Immediate discontinuation of taking Proginova tablets requires the development of jaundice and the detection of pregnancy.
With therapy with the use of sex hormones, errors in the results of some laboratory tests can occur. If it is necessary to conduct any clinical study, you need to inform the doctor about taking Proginova.
The medicine Proginova can not be considered as a contraceptive. If it is necessary to use contraception, a woman needs to use nonhormonal methods or means (excluding the temperature and calendar method). At the first suspicion of a possible pregnancy, dragee Proginova is suspended until exclusion or confirmation of pregnancy.
Data on the need to adjust the dosage regimen Proginova in the treatment of elderly patients (after 65 years) are absent. There are limited references to the possibility of increasing the risk of developing dementia in women 65 years of age and older starting HRT. If it is necessary to assign Proginova to patients over 65, the doctor should be cautious.
The use of Proginova in patients with liver / kidney pathologies has not been studied. According to some data there is no need to adjust the dosages of Proginova in these pathologies.
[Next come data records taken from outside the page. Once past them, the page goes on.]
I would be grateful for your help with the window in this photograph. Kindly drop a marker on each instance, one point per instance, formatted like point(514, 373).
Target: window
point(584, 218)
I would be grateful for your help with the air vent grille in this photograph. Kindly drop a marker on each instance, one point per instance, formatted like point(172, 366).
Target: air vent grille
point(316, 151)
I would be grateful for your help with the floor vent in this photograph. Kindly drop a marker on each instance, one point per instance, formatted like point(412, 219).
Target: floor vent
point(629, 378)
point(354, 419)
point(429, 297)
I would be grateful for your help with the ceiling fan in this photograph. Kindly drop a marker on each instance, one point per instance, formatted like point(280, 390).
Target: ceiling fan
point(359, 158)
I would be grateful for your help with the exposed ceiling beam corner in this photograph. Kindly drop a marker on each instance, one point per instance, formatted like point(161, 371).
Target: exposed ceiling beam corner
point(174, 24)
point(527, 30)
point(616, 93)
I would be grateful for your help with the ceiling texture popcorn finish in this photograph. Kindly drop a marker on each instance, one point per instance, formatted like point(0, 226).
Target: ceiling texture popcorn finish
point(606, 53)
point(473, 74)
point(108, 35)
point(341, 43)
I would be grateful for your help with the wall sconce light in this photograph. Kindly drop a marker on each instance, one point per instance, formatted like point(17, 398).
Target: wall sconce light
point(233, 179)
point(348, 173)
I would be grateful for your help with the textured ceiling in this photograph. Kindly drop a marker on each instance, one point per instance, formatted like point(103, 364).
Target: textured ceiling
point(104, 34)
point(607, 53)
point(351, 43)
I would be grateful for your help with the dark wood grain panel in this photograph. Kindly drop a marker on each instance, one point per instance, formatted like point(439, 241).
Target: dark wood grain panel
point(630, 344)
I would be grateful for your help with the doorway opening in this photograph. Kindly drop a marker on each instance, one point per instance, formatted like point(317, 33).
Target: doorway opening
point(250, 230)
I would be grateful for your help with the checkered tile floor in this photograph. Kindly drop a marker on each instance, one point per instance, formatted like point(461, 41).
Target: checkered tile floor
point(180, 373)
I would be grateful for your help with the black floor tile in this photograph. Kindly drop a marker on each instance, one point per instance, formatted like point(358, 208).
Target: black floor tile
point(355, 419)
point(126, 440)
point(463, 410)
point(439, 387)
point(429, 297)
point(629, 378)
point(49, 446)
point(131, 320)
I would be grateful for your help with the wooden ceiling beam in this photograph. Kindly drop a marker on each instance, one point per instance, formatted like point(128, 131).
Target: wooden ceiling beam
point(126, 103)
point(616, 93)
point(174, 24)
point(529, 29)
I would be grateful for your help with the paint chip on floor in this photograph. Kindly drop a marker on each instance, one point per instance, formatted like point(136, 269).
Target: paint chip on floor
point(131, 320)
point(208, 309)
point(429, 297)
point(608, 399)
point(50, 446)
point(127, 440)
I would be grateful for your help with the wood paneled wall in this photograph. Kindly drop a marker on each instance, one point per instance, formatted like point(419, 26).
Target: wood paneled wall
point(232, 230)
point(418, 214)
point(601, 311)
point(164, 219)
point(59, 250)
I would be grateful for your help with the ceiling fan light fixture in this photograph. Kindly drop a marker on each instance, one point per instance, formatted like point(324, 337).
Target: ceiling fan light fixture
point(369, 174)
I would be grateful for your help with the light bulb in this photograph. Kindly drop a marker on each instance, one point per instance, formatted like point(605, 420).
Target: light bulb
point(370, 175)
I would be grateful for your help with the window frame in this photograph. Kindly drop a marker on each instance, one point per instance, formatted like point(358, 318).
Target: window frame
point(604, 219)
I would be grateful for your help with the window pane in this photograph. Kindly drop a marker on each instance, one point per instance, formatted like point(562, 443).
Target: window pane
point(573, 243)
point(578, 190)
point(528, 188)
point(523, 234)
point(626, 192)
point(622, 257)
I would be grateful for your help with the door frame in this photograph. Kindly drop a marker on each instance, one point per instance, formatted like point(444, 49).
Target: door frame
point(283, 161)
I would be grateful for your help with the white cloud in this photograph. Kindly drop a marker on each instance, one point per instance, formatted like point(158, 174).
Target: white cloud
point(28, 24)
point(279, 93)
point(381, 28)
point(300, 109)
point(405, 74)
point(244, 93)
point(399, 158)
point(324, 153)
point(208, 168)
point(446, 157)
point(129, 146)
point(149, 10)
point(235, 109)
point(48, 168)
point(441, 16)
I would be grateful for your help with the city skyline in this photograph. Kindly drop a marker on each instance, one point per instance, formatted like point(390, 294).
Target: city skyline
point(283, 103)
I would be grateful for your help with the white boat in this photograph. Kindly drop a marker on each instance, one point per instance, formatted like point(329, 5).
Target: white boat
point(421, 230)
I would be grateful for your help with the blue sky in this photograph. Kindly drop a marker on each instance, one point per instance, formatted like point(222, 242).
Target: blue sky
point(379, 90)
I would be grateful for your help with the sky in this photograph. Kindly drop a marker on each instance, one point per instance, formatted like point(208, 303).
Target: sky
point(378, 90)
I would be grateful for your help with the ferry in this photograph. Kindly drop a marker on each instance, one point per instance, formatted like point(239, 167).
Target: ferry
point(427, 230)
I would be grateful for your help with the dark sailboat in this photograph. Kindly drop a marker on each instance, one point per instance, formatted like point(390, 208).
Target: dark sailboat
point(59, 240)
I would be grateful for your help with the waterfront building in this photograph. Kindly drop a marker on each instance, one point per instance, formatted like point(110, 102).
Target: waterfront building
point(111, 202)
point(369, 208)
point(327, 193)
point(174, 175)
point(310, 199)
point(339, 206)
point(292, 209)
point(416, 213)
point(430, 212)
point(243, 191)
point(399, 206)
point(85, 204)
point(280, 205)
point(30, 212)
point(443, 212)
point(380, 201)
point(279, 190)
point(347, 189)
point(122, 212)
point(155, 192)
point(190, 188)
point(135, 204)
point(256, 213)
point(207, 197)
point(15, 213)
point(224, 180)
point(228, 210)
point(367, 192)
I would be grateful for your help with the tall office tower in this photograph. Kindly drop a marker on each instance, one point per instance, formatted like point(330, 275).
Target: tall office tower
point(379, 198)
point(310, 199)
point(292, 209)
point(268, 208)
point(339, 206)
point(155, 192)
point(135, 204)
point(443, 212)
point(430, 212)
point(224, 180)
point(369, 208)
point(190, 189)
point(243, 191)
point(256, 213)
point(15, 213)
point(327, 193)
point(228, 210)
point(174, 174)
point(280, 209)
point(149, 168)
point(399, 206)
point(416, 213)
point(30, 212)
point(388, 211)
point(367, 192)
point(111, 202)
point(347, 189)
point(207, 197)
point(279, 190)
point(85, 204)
Divigel or Proginova - which is better?
Comparison of these two drugs in principle reduces to their dosage form, since the active ingredient and the main effect of these medications are identical. Dragee (tablets) Proginova and Divigel gel contain estradiol, are prescribed for the same painful conditions and differ only in the way they are applied (the gel is applied externally and the tablets are taken orally). Often the scheme of HRT involves the sequential use of both drugs with the initial intake of tablets and a smooth transition to the use of the gel. In this case, the appointment of one of these drugs or their consistent application should be based on the individual characteristics of the female body and its response to the method of administration of the drug.
The medicine Proginova is not prescribed until 18 years.
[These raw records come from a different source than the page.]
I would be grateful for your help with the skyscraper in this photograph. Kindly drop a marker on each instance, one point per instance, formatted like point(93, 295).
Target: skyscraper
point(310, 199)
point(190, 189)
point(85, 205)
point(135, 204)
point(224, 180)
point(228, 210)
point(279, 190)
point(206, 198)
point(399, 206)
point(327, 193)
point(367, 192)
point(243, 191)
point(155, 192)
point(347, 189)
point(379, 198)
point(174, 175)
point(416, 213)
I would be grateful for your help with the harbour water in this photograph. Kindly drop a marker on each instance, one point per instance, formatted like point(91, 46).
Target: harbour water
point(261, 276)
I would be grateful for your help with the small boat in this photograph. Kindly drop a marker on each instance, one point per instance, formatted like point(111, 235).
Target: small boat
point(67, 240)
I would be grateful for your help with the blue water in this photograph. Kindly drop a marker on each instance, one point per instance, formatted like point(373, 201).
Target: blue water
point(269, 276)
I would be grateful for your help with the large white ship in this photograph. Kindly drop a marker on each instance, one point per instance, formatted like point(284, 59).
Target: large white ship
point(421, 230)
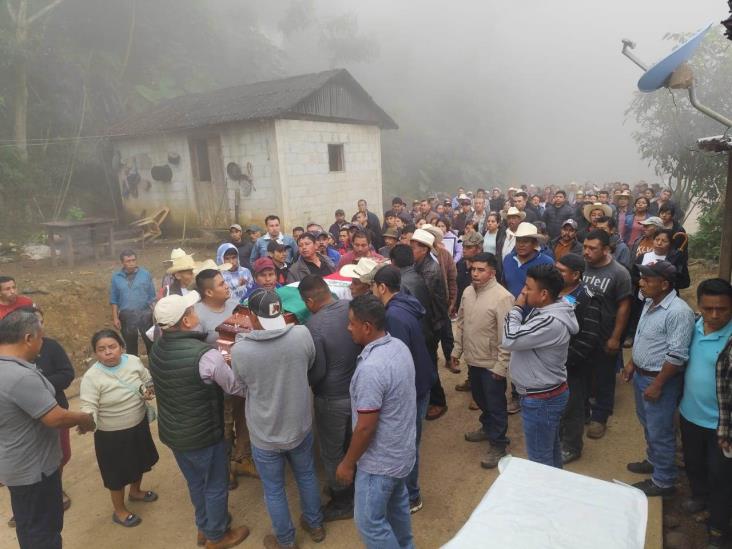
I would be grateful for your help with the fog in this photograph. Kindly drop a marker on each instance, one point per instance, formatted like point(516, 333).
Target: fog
point(540, 87)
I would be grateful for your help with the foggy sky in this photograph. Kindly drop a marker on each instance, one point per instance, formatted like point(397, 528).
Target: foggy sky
point(541, 86)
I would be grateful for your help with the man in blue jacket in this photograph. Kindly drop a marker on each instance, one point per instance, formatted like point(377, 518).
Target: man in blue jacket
point(403, 315)
point(526, 254)
point(272, 222)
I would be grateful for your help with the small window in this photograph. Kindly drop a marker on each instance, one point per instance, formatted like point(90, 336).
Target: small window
point(335, 158)
point(201, 165)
By and large, Proginova and alcohol are incompatible. During the course of HRT, excessive drinking of alcoholic beverages can lead to an increase in the level of the circulating active ingredient of the drug, estradiol.
During pregnancy (and lactation)
The official instruction to the drug prohibits the appointment of Proginova to pregnant and lactating women, and in case of pregnancy, when taking medication, it is recommended to interrupt the therapy, from which it can be concluded that Proginova and pregnancy are incompatible.
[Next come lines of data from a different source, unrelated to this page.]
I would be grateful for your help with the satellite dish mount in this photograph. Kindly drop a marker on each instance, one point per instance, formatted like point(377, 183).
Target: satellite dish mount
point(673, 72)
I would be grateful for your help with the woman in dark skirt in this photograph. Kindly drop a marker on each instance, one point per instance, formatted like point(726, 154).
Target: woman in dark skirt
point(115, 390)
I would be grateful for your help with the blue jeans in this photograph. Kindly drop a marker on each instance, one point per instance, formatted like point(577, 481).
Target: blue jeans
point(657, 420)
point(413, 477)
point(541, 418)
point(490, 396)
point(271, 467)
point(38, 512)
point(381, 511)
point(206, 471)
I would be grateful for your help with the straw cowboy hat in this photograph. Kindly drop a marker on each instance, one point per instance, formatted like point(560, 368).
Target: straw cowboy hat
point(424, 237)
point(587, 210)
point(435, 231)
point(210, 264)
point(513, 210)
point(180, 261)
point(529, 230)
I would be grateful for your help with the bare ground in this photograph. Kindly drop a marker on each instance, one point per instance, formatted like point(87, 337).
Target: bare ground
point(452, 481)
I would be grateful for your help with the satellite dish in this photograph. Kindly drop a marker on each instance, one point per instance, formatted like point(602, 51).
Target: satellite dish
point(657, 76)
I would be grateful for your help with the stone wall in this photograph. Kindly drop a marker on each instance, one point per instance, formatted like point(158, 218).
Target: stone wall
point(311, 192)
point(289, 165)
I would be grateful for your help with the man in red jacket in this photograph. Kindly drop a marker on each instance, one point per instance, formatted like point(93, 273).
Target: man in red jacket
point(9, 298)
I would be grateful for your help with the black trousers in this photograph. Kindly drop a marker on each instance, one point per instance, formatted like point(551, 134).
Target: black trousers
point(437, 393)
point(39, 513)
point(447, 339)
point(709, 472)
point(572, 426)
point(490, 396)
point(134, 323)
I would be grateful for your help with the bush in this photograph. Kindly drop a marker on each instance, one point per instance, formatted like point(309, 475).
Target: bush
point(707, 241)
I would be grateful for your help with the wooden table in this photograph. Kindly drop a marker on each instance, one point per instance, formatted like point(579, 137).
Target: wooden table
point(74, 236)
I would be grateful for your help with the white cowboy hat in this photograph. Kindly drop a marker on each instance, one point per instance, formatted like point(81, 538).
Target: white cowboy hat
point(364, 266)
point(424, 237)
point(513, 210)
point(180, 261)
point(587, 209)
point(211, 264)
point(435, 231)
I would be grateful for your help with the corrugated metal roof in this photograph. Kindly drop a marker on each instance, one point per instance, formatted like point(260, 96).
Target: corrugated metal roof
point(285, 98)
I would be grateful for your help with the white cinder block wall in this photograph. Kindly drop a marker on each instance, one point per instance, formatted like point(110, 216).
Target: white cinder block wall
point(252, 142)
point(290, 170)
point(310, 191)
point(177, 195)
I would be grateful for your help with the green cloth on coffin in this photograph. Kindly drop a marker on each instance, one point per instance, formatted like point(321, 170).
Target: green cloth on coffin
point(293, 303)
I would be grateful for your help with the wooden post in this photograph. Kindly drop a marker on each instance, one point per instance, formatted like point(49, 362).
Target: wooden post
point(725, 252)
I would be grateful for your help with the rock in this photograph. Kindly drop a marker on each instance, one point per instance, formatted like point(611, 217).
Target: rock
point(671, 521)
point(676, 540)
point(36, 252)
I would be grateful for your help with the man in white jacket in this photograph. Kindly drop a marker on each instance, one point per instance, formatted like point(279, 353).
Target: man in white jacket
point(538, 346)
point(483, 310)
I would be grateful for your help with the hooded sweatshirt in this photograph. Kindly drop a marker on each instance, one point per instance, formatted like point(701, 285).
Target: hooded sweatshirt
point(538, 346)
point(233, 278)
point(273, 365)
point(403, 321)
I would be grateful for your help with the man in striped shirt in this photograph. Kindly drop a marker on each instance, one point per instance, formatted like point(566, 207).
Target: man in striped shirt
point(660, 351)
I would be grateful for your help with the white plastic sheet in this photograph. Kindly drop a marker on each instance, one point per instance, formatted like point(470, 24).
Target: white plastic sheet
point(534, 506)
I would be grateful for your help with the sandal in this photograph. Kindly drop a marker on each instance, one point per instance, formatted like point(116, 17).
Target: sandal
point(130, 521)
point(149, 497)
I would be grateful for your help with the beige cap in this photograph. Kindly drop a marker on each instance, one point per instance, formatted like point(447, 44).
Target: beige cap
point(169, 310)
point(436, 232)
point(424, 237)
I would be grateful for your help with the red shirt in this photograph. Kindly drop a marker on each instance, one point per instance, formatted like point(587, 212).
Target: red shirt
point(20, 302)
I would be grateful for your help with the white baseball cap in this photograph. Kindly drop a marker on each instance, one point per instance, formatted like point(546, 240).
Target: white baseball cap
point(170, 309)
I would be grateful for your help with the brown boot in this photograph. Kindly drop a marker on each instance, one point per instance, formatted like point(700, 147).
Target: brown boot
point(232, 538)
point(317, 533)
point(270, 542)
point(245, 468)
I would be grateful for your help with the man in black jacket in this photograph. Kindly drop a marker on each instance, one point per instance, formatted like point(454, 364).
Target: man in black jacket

Quite the opposite situation can be traced with the use of Proginova in the planning of pregnancy, where this drug has been used for a long time and quite successfully, as with the usual preparation of a woman for conception and pregnancy after IVF (in vitro fertilization). The fact that the active substance of tablets - estradiol - actively replenishes the deficiency of this endogenous hormone in the female body, promotes thickening of the uterine endometrium, prepares the general hormonal background for conception and bearing. It has been clinically proven that Proginova and ovulation are fully compatible. Therapeutic dosages of estradiol do not interfere, but more often on the contrary help the normal maturation, the release of the egg and its fixation in the endometrium of the uterus, which in many cases leads to the long-awaited conception and full-fetal bearing of the fetus.
Reviews about Proginova
The drug Proginova, doctors' reviews about which in relation to her key action is mostly positive, is one of the most prescribed hormonal drugs for women in the postmenopausal period. In most cases HRT with its use has a beneficial effect on all aspects of women's health after menopause and helps to overcome many negative phenomena associated with the cessation of menstruation and changes in the hormonal background.
Reviews about Proginova in planning pregnancy are not so unambiguous and include both positive and negative aspects of such therapy, depending on the personal response of the female body to the intake of estradiol from the outside. In this case, the effectiveness, as well as the manifestations of side effects of Proginova, are purely individual and can only be elucidated during the course of treatment.